Menu

Premium

Preekschets bij Lucas 2:1-20 voor Kerstdag

Kerntekst Lucas 2:3: Iedereen ging op weg om zich te laten inschrijven, ieder naar de plaats waar hij vandaan kwam.

Schriftlezing: Lucas 2:1-20

Het eigene van de dag

Deze dag is voor veel mensen het hoogtepunt van het kerkelijk jaar. De geboorte van een kind roept vertedering op. De vermeende erbarmelijke omstandigheden waarin de geboorte plaatsvindt, versterken een gevoel van medelijden. Het is een jaarlijks terugkerende spanning hoe om te gaan met de kerkgangers die één keer per jaar komen, en in hoeverre je hen tegemoet moet komen – door de keuze van bekende liederen bijvoorbeeld. Hoogstwaarschijnlijk zijn deze onregelmatige kerkgangers al in de kerstnacht geweest, maar ook op de kerstochtend kunnen zij aanwezig zijn. Een musicus, zoals een fluitist of een trombonist, kan deze viering met bekende kerstmuziek een extra feestelijk tintje geven.

Het eigene van de context

Op verzoek van de redactie deel ik in deze preekschets mijn ervaringen met vieren in een zorginstelling voor mensen met een verstandelijke handicap. Op het zorgpark waar ik werk, heeft de geloofsgemeenschap de beschikking over een eigen kerkgebouw. De kerkgangers zijn de bewoners van het zorgpark en daarnaast zijn ook mensen uit buurtschappen uit de omgeving welkom. De diensten hebben een vaste liturgie. Dit vergroot de herkenbaarheid voor de bewoners. Zij kunnen dan zoveel mogelijk gewoon meedoen. Elke zondag is er een organist en een cantor. De laatste is voorzanger voor de gemeentezang, en ze zingt een aantal liederen solo, waarnaar de gemeente luistert.
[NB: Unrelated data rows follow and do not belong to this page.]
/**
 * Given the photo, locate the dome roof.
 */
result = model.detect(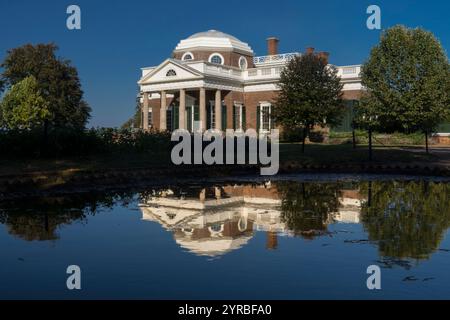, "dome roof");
[175,30,253,55]
[188,30,240,41]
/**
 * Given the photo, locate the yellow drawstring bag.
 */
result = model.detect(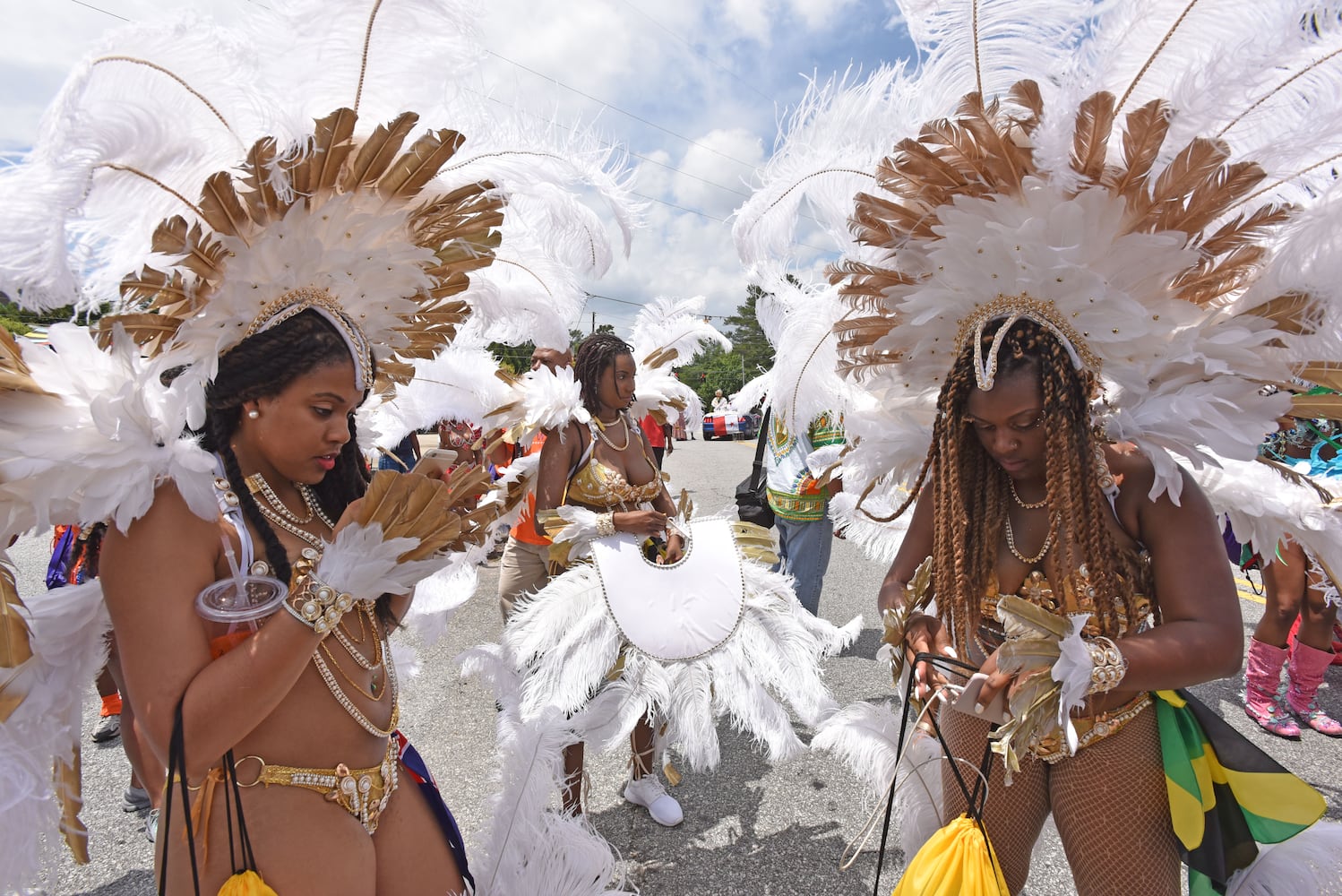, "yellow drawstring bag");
[219,871,280,896]
[890,814,1009,896]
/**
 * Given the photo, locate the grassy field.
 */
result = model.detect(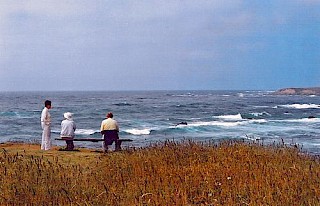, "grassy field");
[0,141,320,205]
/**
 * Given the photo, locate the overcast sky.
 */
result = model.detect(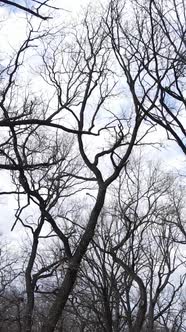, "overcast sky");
[0,0,185,241]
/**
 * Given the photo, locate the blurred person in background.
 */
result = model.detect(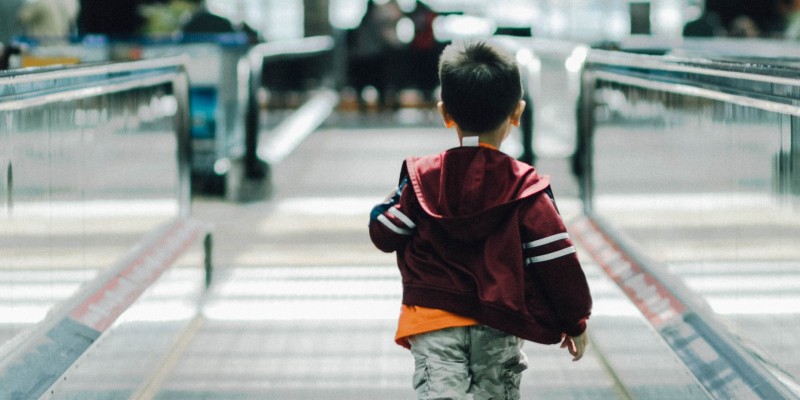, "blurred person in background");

Op het zorgpark bestaat een jarenlange traditie van het kerstspel. Deze happening is altijd in de week voor Kerst, de repetities daarvoor beginnen eind oktober. Als het dan eenmaal Kerst is, en dan eindelijk ook in de kerk de geboorte van Jezus gevierd wordt, voelt het soms een beetje als mosterd na de maaltijd.

Uitleg

Met het Griekse έγένέτο (het geschiedde) in vers 1, 6 en 15 schetst de evangelist Lucas het geboorteverhaal van Jezus. Deze herhaling is helaas in de NBV 2004 verdwenen. Deze signaalwoorden verdelen de perikoop in drie delen:

  • vers 1-5: een schets van de wereld die bepaald wordt door het keizerlijke gezag in Rome;
  • vers 6-14: de wonderlijke geboorte van de bevrijder en
  • vers 15-20: een impressie van de nieuwe wereld zoals deze door het woord van God tot stand komt.
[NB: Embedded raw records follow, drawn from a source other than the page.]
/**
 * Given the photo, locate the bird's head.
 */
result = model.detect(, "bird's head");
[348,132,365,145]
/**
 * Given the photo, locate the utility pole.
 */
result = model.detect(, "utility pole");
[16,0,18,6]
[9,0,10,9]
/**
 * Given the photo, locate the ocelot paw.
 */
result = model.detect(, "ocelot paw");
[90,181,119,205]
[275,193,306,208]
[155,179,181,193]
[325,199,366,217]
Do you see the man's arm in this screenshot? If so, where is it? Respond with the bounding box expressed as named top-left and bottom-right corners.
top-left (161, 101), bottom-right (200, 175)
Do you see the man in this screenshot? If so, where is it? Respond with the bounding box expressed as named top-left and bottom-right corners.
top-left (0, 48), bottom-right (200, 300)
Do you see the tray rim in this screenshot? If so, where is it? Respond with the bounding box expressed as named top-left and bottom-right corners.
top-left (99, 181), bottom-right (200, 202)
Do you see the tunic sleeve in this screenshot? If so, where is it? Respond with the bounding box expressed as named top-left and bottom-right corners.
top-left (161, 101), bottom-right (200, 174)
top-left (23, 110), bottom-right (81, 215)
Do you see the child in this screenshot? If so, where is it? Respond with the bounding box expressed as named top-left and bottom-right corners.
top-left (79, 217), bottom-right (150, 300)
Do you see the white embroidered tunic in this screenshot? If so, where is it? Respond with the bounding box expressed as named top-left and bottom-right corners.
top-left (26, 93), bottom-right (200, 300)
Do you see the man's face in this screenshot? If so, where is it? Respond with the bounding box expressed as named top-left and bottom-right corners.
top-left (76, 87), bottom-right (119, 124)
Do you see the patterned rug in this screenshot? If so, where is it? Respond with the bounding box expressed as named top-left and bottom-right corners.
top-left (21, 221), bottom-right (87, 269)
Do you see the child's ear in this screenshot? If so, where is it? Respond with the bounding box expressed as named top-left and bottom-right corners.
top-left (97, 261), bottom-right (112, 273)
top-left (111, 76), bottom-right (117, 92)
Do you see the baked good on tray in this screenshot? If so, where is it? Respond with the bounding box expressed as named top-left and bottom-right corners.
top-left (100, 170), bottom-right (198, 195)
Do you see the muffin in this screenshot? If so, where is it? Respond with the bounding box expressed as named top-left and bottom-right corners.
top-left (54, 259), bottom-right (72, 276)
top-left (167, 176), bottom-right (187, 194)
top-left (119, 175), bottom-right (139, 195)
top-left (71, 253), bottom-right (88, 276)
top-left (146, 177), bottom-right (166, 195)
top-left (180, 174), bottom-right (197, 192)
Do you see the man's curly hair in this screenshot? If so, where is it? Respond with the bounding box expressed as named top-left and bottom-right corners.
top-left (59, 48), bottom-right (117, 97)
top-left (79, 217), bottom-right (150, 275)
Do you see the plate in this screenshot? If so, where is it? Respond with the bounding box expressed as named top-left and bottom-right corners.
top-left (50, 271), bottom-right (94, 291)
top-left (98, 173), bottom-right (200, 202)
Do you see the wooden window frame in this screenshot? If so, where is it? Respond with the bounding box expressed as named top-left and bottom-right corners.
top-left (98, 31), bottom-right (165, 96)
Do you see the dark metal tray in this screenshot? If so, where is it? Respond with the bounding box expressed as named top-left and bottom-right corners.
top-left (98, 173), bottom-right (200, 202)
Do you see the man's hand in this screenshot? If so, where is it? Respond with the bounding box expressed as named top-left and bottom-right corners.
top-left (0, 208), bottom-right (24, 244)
Lucas plaatst het geboorteverhaal van Jezus polemisch tegenover de macht van keizer Augustus ‘de verhevene’. Vanwege de volkstelling, waarschijnlijk voor belastingdoeleinden, gaan mensen op weg voor registratie in hun geboorteplaats. Op deze manier wordt grote loyaliteit afgedwongen.

Je zou kunnen zeggen dat in de loop van het evangelie steeds meer wordt ingezoomd: naar de uithoek Israël van het grote Romeinse Rijk; in Israël kijken we opnieuw naar een uithoek, te weten Betlehem.

Daar in de velden rond Betlehem, bij herders, neemt God het initiatief en opent de hemel. Herders staan op de lijst ‘verdachte beroepen’, maar voor het kerstevangelie behoren zij tot ‘de essentiële beroepen’! Aan de herders wordt met hemelse grootsheid verteld dat er een kind geboren is, een redder, heden (σέμέρον). De redding, in de persoon van dit kind, is nu, en is steeds opnieuw in het heden. Lucas gebruikt dit woord vaker.

De grote vrees waarmee de herders deze boodschap aanhoren, verandert in grote vreugde als zij het kind gevonden hebben, volgens de aanwijzingen van de engel. De herders hebben een teken ontvangen: een pasgeboren kind in doeken gewikkeld, liggend in een voederbak. Hoe schamel en gewoontjes ziet dit eruit, en hoe contrasteert dat met de titels die de engel noemt: Christus, de Heer.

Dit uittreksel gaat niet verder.